SLOW OCR problem

Speaker · May 10, 2015, 7:07pm

hello
I’m using DTPO trying to OCR several hundred PDF’s but the speed of the conversion is much slower than I expected. The OCR process is only consuming 13% of my CPU. Is there any way to speed up the procedure? Can I run multiple instances of the OCR engine somehow? I’m using the default OCR settings of 150dpi, 75% quality, and Automatic.

Any tips for increasing the throughput would be appreciated.

Bill_DeVille · May 10, 2015, 7:38pm

The license from ABBYY for the current OCR module in DEVONthink Pro Office prohibits tuning for multicore CPUs. That will change in the future, but bot yet.

The downside is that OCR is slow. The upside is that while a batch of documents is being OCRed, your computer’s CPU resources are mostly free to allow you to perform other tasks.

Speaker · May 11, 2015, 1:57am

thanks for the reply, Bill.

2 related questions:

a. Every so often during OCR, I get an error message saying “couldn’t recognize page 0 of the PDF” - continue or quit?" Is there a way to disable the pop up (I always want to continue) so that my OCR process is not paused in the middle of the night?

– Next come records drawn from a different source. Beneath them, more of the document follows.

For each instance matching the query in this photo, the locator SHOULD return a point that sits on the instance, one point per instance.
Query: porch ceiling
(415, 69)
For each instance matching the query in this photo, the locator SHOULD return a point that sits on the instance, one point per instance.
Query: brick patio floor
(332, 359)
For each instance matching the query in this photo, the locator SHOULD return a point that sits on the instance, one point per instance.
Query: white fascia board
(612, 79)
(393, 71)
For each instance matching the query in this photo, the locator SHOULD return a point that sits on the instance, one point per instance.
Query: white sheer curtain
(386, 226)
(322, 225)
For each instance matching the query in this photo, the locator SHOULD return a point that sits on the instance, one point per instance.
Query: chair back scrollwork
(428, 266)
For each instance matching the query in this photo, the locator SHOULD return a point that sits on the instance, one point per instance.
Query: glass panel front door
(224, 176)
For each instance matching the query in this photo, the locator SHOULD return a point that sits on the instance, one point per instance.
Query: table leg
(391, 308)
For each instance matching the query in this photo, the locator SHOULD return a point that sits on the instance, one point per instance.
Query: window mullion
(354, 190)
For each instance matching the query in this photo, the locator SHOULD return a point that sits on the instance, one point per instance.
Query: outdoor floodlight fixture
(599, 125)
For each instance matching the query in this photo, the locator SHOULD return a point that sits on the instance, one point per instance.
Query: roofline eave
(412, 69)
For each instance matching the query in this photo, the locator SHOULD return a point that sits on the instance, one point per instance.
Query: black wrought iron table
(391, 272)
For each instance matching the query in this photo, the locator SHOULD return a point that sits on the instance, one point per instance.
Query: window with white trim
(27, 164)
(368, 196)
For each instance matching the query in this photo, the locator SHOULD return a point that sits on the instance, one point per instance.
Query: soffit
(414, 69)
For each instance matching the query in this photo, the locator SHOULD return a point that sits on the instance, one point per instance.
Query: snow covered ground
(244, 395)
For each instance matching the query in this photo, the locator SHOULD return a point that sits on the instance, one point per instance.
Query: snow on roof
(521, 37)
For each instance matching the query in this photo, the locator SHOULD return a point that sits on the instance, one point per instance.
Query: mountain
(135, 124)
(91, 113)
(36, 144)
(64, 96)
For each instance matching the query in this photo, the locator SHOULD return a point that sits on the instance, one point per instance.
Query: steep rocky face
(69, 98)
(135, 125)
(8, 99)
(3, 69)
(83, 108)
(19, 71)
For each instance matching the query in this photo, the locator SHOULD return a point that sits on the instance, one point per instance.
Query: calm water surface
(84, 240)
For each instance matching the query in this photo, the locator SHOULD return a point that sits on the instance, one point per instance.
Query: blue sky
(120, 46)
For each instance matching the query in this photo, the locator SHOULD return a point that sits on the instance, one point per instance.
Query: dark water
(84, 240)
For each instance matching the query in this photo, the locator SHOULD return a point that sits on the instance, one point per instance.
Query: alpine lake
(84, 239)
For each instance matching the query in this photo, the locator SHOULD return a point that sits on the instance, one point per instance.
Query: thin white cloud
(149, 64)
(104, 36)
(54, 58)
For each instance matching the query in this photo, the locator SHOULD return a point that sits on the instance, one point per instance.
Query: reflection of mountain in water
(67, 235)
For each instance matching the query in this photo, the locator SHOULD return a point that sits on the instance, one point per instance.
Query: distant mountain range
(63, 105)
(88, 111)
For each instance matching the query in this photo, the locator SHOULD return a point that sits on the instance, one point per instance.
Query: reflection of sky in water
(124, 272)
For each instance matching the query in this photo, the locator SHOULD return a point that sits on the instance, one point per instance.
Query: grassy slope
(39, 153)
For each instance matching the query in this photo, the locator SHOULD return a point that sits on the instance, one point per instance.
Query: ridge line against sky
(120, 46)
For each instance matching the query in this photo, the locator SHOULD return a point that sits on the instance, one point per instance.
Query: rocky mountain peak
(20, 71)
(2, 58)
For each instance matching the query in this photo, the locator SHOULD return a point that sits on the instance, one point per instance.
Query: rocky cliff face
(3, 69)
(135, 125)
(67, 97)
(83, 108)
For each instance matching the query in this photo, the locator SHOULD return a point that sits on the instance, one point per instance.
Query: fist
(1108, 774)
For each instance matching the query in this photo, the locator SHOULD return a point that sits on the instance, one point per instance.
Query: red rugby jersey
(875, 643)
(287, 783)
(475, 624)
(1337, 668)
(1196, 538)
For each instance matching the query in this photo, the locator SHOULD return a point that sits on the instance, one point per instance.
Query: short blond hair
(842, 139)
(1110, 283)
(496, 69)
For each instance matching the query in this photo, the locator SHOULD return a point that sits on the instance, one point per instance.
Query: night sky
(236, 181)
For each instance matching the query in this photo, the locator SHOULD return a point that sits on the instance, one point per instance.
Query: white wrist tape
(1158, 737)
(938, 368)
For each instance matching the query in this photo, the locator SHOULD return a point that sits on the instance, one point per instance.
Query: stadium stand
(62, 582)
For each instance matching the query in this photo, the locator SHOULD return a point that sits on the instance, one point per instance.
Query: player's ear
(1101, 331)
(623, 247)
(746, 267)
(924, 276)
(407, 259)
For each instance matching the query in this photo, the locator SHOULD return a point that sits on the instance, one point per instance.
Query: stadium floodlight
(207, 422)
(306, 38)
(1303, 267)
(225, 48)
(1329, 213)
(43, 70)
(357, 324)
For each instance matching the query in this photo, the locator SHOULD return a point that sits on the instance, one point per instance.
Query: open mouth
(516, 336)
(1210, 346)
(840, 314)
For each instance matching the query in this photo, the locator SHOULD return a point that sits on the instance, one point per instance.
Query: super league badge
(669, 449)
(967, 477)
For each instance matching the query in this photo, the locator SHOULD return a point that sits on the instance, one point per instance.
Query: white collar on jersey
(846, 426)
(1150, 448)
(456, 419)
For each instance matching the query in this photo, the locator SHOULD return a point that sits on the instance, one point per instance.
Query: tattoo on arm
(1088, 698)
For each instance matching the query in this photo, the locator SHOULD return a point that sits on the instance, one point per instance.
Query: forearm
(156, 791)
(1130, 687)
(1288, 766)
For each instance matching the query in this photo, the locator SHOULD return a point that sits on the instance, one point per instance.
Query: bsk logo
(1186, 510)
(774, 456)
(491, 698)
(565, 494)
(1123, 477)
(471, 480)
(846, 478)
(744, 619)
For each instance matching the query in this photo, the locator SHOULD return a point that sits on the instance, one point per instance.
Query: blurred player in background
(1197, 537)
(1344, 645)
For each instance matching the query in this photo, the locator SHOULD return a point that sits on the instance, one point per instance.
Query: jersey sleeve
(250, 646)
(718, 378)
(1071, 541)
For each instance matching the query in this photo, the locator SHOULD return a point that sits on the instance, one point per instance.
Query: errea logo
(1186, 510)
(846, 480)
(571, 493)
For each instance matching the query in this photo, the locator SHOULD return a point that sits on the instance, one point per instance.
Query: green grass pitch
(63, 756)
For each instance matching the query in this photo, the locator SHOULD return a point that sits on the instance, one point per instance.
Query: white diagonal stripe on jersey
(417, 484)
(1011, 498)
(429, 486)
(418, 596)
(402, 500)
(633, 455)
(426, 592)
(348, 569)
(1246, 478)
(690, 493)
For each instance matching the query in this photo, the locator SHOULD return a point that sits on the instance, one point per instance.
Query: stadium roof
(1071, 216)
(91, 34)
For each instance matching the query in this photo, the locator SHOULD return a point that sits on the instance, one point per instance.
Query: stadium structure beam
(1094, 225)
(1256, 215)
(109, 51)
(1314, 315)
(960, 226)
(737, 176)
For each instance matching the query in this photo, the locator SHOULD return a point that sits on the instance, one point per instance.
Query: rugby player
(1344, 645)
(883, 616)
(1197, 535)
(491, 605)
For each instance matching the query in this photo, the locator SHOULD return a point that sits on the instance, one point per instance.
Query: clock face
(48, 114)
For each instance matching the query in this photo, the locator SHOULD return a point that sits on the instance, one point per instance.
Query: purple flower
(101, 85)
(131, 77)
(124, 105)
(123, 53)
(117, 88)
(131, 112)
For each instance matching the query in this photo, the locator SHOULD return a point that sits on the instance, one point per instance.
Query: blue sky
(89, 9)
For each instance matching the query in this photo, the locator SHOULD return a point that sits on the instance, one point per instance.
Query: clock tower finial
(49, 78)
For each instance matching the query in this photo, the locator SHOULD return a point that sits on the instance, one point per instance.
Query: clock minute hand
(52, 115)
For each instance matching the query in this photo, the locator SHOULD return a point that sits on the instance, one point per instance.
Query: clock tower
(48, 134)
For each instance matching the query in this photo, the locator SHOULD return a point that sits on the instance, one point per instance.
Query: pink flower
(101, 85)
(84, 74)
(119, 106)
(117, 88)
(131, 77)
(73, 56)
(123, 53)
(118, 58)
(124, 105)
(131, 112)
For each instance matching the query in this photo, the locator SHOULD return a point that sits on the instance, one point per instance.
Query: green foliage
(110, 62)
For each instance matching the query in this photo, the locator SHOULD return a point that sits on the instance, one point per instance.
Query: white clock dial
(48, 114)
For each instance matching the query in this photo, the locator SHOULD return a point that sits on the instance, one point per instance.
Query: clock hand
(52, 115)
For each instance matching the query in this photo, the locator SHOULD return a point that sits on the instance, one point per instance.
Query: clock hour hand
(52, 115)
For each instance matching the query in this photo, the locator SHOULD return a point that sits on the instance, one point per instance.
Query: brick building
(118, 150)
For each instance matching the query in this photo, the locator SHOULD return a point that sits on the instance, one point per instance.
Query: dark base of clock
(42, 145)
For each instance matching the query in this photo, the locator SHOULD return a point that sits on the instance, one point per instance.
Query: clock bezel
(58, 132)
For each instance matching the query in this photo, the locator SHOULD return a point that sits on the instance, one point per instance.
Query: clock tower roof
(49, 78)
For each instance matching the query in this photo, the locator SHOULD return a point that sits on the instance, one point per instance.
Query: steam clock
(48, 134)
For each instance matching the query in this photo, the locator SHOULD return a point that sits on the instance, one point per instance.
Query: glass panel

b. Does it mean that if I purchased (or used a tree 30 day trial) of ABBYY Finereader for Mac I could get faster speeds? I see they have several products - which one is the one to get for maximum OCR efficiency?

JBB · May 11, 2015, 4:14am

FineReader Pro for Mac has the best accuracy and performance. I would suggest that DEVONthink offer an option to integrate with this solution (OCR directly from DEVONthink but using that app’s engine and automator actions) to overcome the multicore problem and the licensing for those of us who have purchased it. Then rather than DEVON paying ABBYY, maybe they should provide some discount/incentive to you for providing customers for their premiere OCR product.

Bill_DeVille · May 11, 2015, 2:50pm

@ JBB: Interesting twist, but it doesn’t seem to fit ABBYY’s business plan.

OCR is a demanding procedure, as it involves computer recognition of images of text and their conversion to searchable text. IMHO, the most important requirement of OCR is accuracy of text recognition. I’ve bought and tested all the important Mac OCR apps, comparing text conversion results for several scanner output files. (With one exception concerning “bought”: although I purchased registration for Acrobat Pro in the past, I don’t see the value to me of Adobe’s current price model.)

ABBYY’s OCR software is as good as it gets in the world of consumer-priced OCR software; my tests put it in first place. There are some big machine, much more costly OCR applications available to businesses and government that can sometimes produce better results than ABBY, based on larger dictionaries, but the improvements are pretty slight as practical matter. Given the vagaries of image resolution, image quality, fonts and font sizes and blemishes in the original paper copy, no OCR software has achieved perfect text recognition.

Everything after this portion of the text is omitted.